Craig was in private practice when he decided to run for district attorney and was elected in 1993. He was appointed judge in 2008, replacing Judge Neal Dickert, who was returning to private practice.
“I’ve enjoyed my career, every facet of it,” Craig said. “Sometimes you have to pinch yourself and ask yourself why the Lord would have seen fit to put you in these various assignments.”
Craig is settling in as chief judge of a smaller AJC in the wake of the Columbia County Judicial Circuit being formed.
“I see a largely urban circuit that extends all the way into Burke County and a lot of that is farmland,” he said. “No one would argue the fact that Augusta is the economic hub of eastern Georgia. It’s a pleasure to have the variety of work that comes with a diverse circuit.”
Craig was openly opposed to splitting Columbia County out of the circuit, which had existed for more than 150 years.
“We had the most efficient case movement in the state. We had a circuit that was unsurpassed in its ability to move cases,” he said.
He questioned the necessity of the split and the associated costs.
“We’re spending a lot of money. A lot more money than we were spending prior to the circuit split,” Craig said “When you calculate in the additional cost to all three counties and to the state of Georgia, the additional cost comes to well over $6 million a year.”
Craig also questioned the method used to split the circuit.
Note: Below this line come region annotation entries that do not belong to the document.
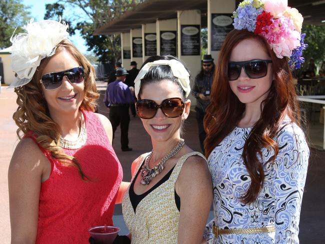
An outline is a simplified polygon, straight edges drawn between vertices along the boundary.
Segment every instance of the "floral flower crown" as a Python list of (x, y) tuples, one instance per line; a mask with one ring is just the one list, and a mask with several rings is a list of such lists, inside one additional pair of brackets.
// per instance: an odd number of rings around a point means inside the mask
[(44, 20), (34, 22), (32, 18), (23, 27), (24, 33), (15, 36), (12, 34), (10, 38), (12, 43), (12, 68), (17, 76), (10, 88), (21, 86), (29, 82), (40, 60), (54, 55), (56, 46), (68, 38), (68, 26), (64, 21), (60, 22), (60, 17), (58, 22)]
[(304, 18), (288, 0), (244, 0), (234, 12), (236, 30), (246, 29), (264, 37), (280, 58), (286, 56), (292, 70), (304, 62), (302, 50), (306, 34), (301, 34)]

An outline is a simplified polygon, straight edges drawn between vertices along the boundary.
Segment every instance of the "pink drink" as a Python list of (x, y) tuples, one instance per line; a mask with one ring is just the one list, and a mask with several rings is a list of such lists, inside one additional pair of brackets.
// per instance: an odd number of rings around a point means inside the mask
[(90, 236), (98, 244), (112, 244), (120, 229), (112, 226), (96, 226), (88, 230)]

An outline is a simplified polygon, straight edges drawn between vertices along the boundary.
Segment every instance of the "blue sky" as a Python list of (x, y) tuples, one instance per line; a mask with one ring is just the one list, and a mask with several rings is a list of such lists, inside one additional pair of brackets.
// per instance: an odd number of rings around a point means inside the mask
[[(56, 0), (23, 0), (22, 3), (25, 6), (30, 6), (30, 10), (31, 12), (31, 16), (34, 18), (35, 21), (38, 21), (44, 18), (45, 4), (53, 4), (56, 2)], [(66, 11), (66, 10), (65, 10), (65, 11)], [(66, 14), (66, 12), (64, 13), (64, 15)], [(76, 32), (76, 34), (70, 36), (70, 40), (84, 54), (87, 52), (86, 42), (80, 36), (78, 32)]]

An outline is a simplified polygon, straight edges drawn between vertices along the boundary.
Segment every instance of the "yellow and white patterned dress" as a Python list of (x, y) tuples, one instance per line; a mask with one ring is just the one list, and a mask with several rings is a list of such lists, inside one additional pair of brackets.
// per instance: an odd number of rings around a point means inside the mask
[[(180, 158), (170, 178), (139, 202), (135, 213), (130, 201), (129, 186), (122, 202), (122, 209), (124, 220), (132, 234), (132, 244), (177, 244), (180, 212), (175, 203), (175, 182), (184, 162), (194, 155), (206, 159), (197, 152)], [(136, 172), (142, 163), (139, 160)]]

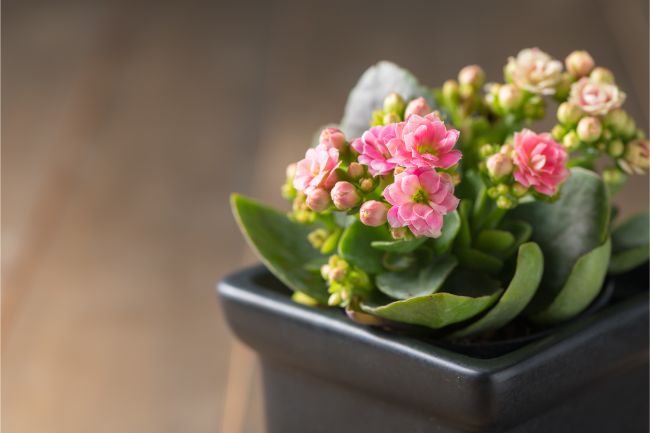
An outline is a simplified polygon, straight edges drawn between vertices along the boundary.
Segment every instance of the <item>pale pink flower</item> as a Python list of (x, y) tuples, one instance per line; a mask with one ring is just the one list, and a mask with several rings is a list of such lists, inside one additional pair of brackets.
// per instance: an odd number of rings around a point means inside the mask
[(359, 162), (367, 165), (373, 176), (390, 173), (397, 165), (388, 161), (392, 155), (387, 147), (388, 143), (399, 139), (397, 130), (398, 124), (394, 123), (373, 126), (352, 142), (352, 148), (359, 153)]
[(330, 190), (336, 183), (335, 170), (341, 164), (339, 151), (319, 144), (308, 149), (305, 158), (296, 164), (293, 186), (309, 195), (316, 188)]
[(369, 200), (361, 205), (359, 219), (367, 226), (379, 227), (386, 223), (388, 206), (377, 200)]
[(609, 113), (624, 101), (625, 93), (616, 84), (596, 82), (587, 77), (573, 83), (569, 96), (569, 102), (595, 116)]
[(512, 160), (515, 180), (541, 194), (555, 194), (569, 177), (567, 152), (550, 134), (536, 134), (529, 129), (515, 133)]
[(404, 111), (404, 118), (408, 119), (411, 114), (426, 116), (431, 113), (431, 111), (431, 106), (427, 103), (427, 100), (420, 96), (408, 103), (406, 110)]
[(393, 155), (389, 162), (403, 167), (441, 167), (456, 164), (462, 154), (453, 147), (459, 132), (447, 129), (434, 113), (422, 117), (412, 114), (400, 125), (401, 140), (391, 140), (387, 147)]
[(416, 236), (437, 238), (443, 216), (458, 207), (454, 184), (449, 176), (432, 167), (409, 168), (395, 176), (395, 183), (384, 190), (392, 205), (388, 211), (391, 227), (408, 227)]
[(508, 59), (506, 75), (524, 90), (552, 95), (562, 77), (562, 63), (539, 48), (526, 48), (521, 50), (517, 57)]

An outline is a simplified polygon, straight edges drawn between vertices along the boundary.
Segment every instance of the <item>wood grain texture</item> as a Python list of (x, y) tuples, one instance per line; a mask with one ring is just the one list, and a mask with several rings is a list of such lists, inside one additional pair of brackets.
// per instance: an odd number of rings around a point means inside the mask
[[(498, 79), (525, 46), (587, 49), (648, 126), (638, 0), (14, 0), (2, 24), (7, 433), (264, 430), (213, 290), (256, 261), (228, 196), (285, 206), (285, 165), (369, 64), (433, 85), (466, 63)], [(647, 208), (647, 177), (620, 200)]]

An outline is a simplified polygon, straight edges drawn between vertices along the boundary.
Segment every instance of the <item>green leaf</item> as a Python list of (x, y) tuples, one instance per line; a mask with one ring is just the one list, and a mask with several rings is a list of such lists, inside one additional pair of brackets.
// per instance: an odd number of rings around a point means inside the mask
[(496, 302), (501, 292), (497, 290), (478, 298), (438, 292), (381, 307), (362, 305), (361, 308), (385, 319), (438, 329), (480, 314)]
[(533, 311), (540, 310), (565, 285), (578, 259), (607, 239), (607, 188), (594, 172), (573, 168), (557, 201), (522, 204), (509, 216), (533, 227), (532, 240), (544, 253), (544, 277), (530, 306)]
[(377, 275), (375, 284), (386, 295), (395, 299), (430, 295), (440, 289), (458, 261), (445, 256), (427, 266), (415, 266), (404, 272), (384, 272)]
[(429, 238), (419, 237), (413, 239), (400, 239), (396, 241), (372, 241), (370, 245), (373, 248), (392, 253), (410, 253), (417, 247), (426, 242)]
[(506, 325), (521, 313), (533, 298), (544, 272), (542, 250), (534, 242), (519, 247), (517, 269), (499, 302), (476, 322), (454, 332), (452, 338), (492, 331)]
[(457, 211), (446, 214), (443, 217), (442, 234), (439, 238), (433, 239), (433, 251), (440, 256), (451, 248), (460, 231), (460, 216)]
[(384, 252), (371, 246), (373, 241), (392, 239), (385, 226), (370, 227), (357, 220), (350, 224), (341, 235), (339, 255), (369, 274), (384, 270)]
[(238, 194), (230, 197), (230, 204), (244, 237), (269, 271), (290, 289), (327, 303), (325, 281), (306, 269), (323, 257), (307, 241), (314, 225), (293, 222), (286, 214)]
[(553, 324), (568, 320), (587, 308), (603, 287), (611, 249), (612, 243), (607, 239), (603, 245), (580, 257), (553, 302), (530, 319), (535, 323)]
[(476, 248), (488, 253), (501, 255), (515, 244), (515, 237), (505, 230), (483, 230), (476, 238)]
[(456, 256), (461, 266), (473, 271), (494, 275), (503, 268), (502, 260), (474, 248), (459, 248), (456, 250)]
[(435, 107), (429, 89), (420, 85), (409, 71), (391, 62), (379, 62), (363, 73), (348, 96), (341, 120), (341, 130), (348, 139), (360, 137), (369, 128), (372, 112), (383, 107), (384, 98), (391, 92), (406, 100), (423, 96)]
[(618, 225), (612, 232), (609, 272), (621, 274), (648, 261), (650, 256), (650, 215), (641, 212)]

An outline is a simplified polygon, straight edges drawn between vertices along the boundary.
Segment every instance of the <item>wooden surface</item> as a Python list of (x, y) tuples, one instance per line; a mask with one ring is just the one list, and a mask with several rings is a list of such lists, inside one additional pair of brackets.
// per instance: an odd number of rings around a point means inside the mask
[(647, 2), (348, 3), (4, 2), (3, 433), (263, 431), (213, 290), (255, 261), (228, 195), (281, 205), (379, 59), (438, 84), (585, 48), (647, 128)]

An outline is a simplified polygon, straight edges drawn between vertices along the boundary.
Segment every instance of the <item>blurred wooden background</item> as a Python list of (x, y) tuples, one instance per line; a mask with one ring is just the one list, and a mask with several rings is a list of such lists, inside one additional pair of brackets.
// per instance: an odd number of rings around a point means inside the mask
[(2, 36), (3, 433), (263, 431), (213, 290), (255, 261), (228, 195), (282, 205), (380, 59), (438, 85), (587, 49), (648, 127), (645, 0), (14, 0)]

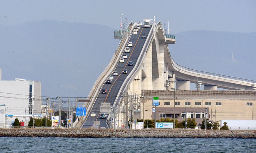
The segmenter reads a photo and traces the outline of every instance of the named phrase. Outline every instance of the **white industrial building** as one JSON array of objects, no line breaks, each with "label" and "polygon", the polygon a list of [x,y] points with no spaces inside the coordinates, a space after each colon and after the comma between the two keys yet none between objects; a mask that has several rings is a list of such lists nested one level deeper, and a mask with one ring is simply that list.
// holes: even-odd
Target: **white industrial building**
[{"label": "white industrial building", "polygon": [[28,115],[41,114],[42,104],[40,82],[19,78],[2,80],[0,69],[0,105],[4,105],[5,115],[10,115],[6,117],[7,124],[18,118],[27,126],[28,116],[31,116]]}]

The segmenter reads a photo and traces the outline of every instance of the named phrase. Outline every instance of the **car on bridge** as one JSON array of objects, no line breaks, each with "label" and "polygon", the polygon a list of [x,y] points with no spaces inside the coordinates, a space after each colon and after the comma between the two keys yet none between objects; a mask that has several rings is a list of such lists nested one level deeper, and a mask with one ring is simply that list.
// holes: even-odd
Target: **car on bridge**
[{"label": "car on bridge", "polygon": [[117,76],[118,75],[118,73],[117,71],[114,71],[114,73],[113,73],[113,75],[114,76]]},{"label": "car on bridge", "polygon": [[108,79],[109,79],[110,80],[114,80],[114,77],[113,76],[109,76],[108,77]]},{"label": "car on bridge", "polygon": [[107,92],[108,91],[107,91],[107,89],[101,89],[101,94],[107,94]]},{"label": "car on bridge", "polygon": [[120,61],[119,62],[120,63],[124,63],[124,59],[123,58],[121,58],[120,59]]},{"label": "car on bridge", "polygon": [[104,114],[100,114],[100,119],[106,119],[108,115]]},{"label": "car on bridge", "polygon": [[106,80],[106,84],[111,84],[112,81],[110,79],[108,79]]},{"label": "car on bridge", "polygon": [[123,70],[123,74],[127,74],[127,69],[124,69]]},{"label": "car on bridge", "polygon": [[129,47],[125,48],[125,49],[124,50],[124,52],[130,52],[130,48]]},{"label": "car on bridge", "polygon": [[92,112],[91,113],[91,117],[96,117],[96,114],[95,113]]},{"label": "car on bridge", "polygon": [[133,63],[132,61],[129,61],[128,62],[128,66],[132,66]]},{"label": "car on bridge", "polygon": [[124,59],[127,59],[127,55],[123,55],[123,58]]},{"label": "car on bridge", "polygon": [[134,27],[134,28],[133,28],[133,31],[139,31],[139,28],[137,26]]}]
“You should have complete and total disclosure to the people so that the people can voice their interest and their concerns whether that’s for or against whatever the government proposes to do,” he said. “And there was no transparency here. In fact, there was a ton of misrepresentation, not the least of which there was going to be a cost savings in doing this.”
Columbia County Manager Scott Johnson said, “We had proposed there was going to be a savings between $300,000 and a million dollars initially and when we passed our budget. We saved $565,000.”
Each county in a judicial circuit helps fund the operations; including the judges, the district attorney office, public defenders and support staff. Columbia County officials said being an independent circuit allows for more direct control over operational finances.
Ultimately, the Georgia Supreme Court still may have the final say.
The court is reviewing an April 2021 lawsuit filed by attorney Willie Saunders that challenging the judicial split.
Among the items listed in that suit, Saunders said last year’s election of Jared Williams, an African American attorney, to replace Natalie Paine as the circuit’s district attorney was the motivation for Senate Bill 9.
The suit also charged the split would create a majority white judicial circuit, which disenfranchises African American voters. The lawsuit says that violates the Voting Rights Act of 1965.
If the Supreme Court rules Columbia County should return to the AJC Craig says re-integration would not be difficult.
“Reassembly of the circuit, which was the recommendation of the Judicial Workload Assessment Committee, they had begun their work back in March,” Craig explained. “Their recommendation is the most efficient use of resources for the administration of justice in Columbia, Richmond and Burke Counties is for those three counties to be assigned to the same circuit.”
Craig’s counterpart, Chief Judge James Blanchard in CJC, said that decision is out of his hands.
“It’s in a higher power than me. The Lord has control of the whole thing. I don’t want to throw religion on you, but I do feel that way. He is in charge, and we will see where it comes out,” Blanchard said.
The case is tentatively scheduled for a hearing in November; however, the court allowed the split to move forward in the meantime.